Popular Science noted that society will have to essentially transition from the current driver liability to a manufacturer one. As the driver won't be the one responsible for the car's movements, this responsibility shifts to the builder of the car.
“It’s accepted in our world that there will be a shift,” says Bryant Walker Smith, a legal fellow at Stanford University’s law school and engineering school who studies autonomous-vehicle law, reported Popular Science. “If there’s not a driver, there can’t be driver negligence. The result is a greater share of liability moving to manufacturers.”
While the U.S. is beginning to embrace this technology, eventually it will reach other countries, and they too will have to weave through the tangled web of insurance and how autonomous vehicles will have an impact.
In this week's news, BizCommunity
reported, "While it may be some time before the technology reaches South Africa, it is likely to have far-reaching consequences for the insurance industry, if it does become commercialised."
"The extent of motor vehicle accidents remains a serious problem in South Africa and is most often the result of human error," said Warwick Scott-Rodger, marketing manager at MUA Insurance Acceptances . "Consequently, a driverless system could help to eradicate careless and negligent driving behaviour, thereby reducing the number of accidents. If this is the case, and fewer accidents occur, then the cars could also be built lighter, allowing for less fuel consumption."

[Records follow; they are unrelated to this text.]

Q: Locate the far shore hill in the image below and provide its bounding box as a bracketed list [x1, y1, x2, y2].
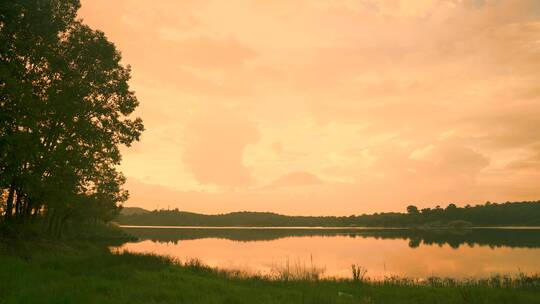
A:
[117, 201, 540, 229]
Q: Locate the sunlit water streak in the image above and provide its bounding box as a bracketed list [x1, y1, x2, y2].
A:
[114, 228, 540, 279]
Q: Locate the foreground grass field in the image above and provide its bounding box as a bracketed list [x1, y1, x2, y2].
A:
[0, 240, 540, 304]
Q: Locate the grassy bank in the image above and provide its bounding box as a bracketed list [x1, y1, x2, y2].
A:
[0, 239, 540, 304]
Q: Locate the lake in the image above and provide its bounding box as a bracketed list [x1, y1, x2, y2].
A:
[112, 226, 540, 279]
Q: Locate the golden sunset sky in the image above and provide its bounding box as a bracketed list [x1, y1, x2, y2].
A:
[80, 0, 540, 215]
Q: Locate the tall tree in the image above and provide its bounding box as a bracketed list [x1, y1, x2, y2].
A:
[0, 0, 144, 226]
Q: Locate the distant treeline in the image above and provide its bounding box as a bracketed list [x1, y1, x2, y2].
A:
[123, 228, 540, 248]
[118, 201, 540, 228]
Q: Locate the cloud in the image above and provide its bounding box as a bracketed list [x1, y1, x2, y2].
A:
[182, 105, 259, 186]
[81, 0, 540, 214]
[268, 171, 323, 188]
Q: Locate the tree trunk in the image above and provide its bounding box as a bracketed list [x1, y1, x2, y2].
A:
[15, 190, 22, 218]
[4, 182, 15, 220]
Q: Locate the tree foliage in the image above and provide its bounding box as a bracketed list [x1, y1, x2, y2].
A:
[0, 0, 143, 231]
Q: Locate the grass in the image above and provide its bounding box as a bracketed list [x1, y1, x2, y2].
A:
[0, 226, 540, 304]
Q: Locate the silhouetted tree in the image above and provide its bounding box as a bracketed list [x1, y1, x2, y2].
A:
[0, 0, 143, 234]
[407, 205, 420, 215]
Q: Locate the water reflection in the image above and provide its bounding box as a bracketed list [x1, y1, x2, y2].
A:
[114, 228, 540, 278]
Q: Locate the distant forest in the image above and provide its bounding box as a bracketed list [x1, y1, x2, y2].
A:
[117, 201, 540, 228]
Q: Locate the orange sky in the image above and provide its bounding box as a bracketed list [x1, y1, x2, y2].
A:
[80, 0, 540, 215]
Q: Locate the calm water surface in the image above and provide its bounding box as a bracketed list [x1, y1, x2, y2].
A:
[113, 226, 540, 279]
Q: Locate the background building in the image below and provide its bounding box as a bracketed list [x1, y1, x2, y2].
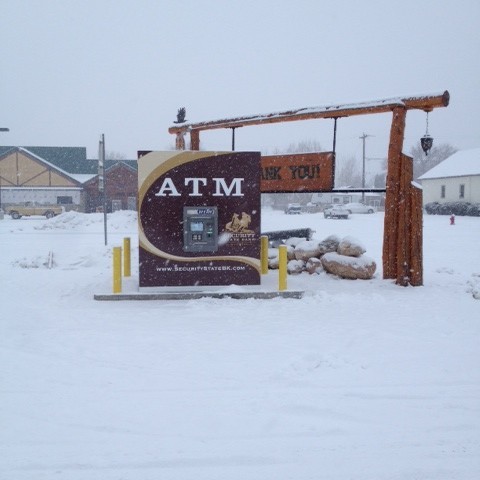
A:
[0, 146, 137, 212]
[419, 148, 480, 205]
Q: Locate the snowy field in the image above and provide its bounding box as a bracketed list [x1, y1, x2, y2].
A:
[0, 210, 480, 480]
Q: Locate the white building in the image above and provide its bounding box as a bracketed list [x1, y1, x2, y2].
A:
[419, 148, 480, 205]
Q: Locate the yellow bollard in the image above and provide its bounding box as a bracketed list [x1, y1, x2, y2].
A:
[260, 235, 268, 275]
[123, 237, 131, 277]
[113, 247, 122, 293]
[278, 245, 287, 291]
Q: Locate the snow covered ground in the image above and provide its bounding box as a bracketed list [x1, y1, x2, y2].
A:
[0, 210, 480, 480]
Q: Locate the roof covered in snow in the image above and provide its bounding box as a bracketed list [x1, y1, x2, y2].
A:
[419, 148, 480, 180]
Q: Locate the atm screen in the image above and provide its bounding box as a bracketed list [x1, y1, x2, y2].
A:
[190, 222, 203, 232]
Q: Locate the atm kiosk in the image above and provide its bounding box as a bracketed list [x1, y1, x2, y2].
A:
[138, 151, 261, 291]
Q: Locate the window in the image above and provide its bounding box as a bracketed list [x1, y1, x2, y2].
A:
[57, 197, 73, 205]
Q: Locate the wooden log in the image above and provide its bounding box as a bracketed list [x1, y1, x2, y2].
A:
[383, 107, 407, 279]
[190, 130, 200, 150]
[410, 185, 423, 287]
[168, 90, 450, 134]
[396, 155, 413, 287]
[175, 131, 185, 150]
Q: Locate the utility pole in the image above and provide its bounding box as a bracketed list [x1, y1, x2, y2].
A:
[0, 127, 10, 210]
[359, 133, 373, 203]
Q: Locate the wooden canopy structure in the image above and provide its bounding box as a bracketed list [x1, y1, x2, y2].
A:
[168, 91, 450, 286]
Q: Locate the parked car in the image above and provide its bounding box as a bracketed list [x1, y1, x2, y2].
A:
[344, 202, 377, 213]
[7, 202, 65, 220]
[323, 205, 349, 220]
[285, 203, 302, 215]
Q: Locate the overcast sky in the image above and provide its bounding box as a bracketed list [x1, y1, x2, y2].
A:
[0, 0, 480, 165]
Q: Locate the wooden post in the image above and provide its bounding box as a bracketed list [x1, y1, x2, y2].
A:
[260, 235, 268, 275]
[190, 130, 200, 150]
[383, 106, 407, 279]
[278, 245, 287, 292]
[175, 132, 185, 150]
[396, 155, 413, 287]
[410, 185, 423, 287]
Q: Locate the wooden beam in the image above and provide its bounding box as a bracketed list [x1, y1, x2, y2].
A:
[168, 91, 450, 134]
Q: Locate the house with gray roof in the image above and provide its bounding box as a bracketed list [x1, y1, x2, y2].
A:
[0, 146, 137, 212]
[419, 148, 480, 205]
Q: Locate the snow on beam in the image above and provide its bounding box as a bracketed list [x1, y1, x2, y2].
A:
[168, 90, 450, 134]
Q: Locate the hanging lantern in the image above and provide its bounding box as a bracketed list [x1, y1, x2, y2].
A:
[420, 112, 433, 155]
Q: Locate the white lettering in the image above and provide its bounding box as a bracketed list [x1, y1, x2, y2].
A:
[185, 178, 207, 197]
[155, 177, 180, 197]
[212, 178, 245, 197]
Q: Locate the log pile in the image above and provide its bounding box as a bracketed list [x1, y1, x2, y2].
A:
[268, 235, 377, 280]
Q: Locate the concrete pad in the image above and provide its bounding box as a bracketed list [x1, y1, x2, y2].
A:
[93, 291, 305, 301]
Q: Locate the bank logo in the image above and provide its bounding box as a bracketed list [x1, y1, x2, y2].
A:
[225, 212, 255, 234]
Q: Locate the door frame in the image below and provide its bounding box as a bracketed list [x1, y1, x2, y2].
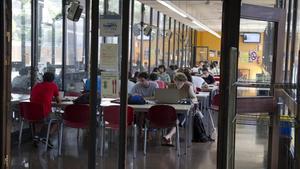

Scott-Rodger also noted that if this technology is safer, then theoretically the cost of insurance premiums should come down, and create a more competitive environment for insurance companies.
Others are also agreement with this sentiment.
reported (via Celent
) that insurance premiums could be reduced by 80 percent by the year 2022.
Google has reportedly been in discussions with major insurance companies in regards to the impact its driverless technology will have on society.
"They see the opportunities for this technology being really positive," said
Anthony Levandowski, product manager for Google's self-driving car project, in a keynote address at the Society of Automotive Engineers World Congress at Cobo Center in Detroit earlier this year. "From their point of view, this technology is not going to be released until it's safe."
Whether or not driverless cars succeed in the consumer market will depend upon a lot more than whether or not people embrace the technology, Google has to also navigate regulatory and insurance issues. Although, if either entity gets "skittish" over self-driving cars, all bets regarding the success of these vehicles could be off.